Last week, in response to the People’s Republic of China’s issuance of the preliminary sampling results and related issues pursuant to the antidumping and countervailing duty cases against the U.S. distillers dried grain (DDG) industry, Growth Energy and the Renewable Fuels Assn. (RFA) sent a letter to President Barack Obama urging his Administration to take swift action to “mount an aggressive defense of our access to the Chinese livestock feed market.”
In less than a week, the Office of the U.S. Trade Representative and the U.S. Department of Commerce contacted the appropriate Chinese officials to express their concern over the process and sampling methodology utilized in selecting U.S. companies for participation in the antidumping and countervailing duty cases.
Following the decisive response, Growth Energy and RFA praised the Administration for action to defend the U.S. DDG industry.

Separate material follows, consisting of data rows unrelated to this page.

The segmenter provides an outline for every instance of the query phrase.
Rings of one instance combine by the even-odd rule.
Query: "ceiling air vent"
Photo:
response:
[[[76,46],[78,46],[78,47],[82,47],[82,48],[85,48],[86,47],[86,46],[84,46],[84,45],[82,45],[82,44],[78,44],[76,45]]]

Tom Buis, co-chair of Growth Energy, noted, “I would like to commend President Obama and his Administration for taking immediate action to protect the U.S distillers grains industry. The simple fact is that there is no reason the People’s Republic of China should file a case like this; it is counterproductive, disrupts trade and produces uncertainty throughout the domestic ethanol industry. Growth Energy and its members are grateful for the position this Administration has taken to ensure that unnecessary trade restrictions such as this antidumping and countervailing duty case are resolved as quickly as possible.”
“I congratulate and appreciate the Administration for getting involved in this crucial issue,” RFA president and chief executive officer Bob Dinneen said, adding that he is glad USTR and DOC "are recognizing the urgent need to address our concerns. I look forward to a quick resolution of these cases and returning to fair trade of the U.S. distillers dried grains industry.”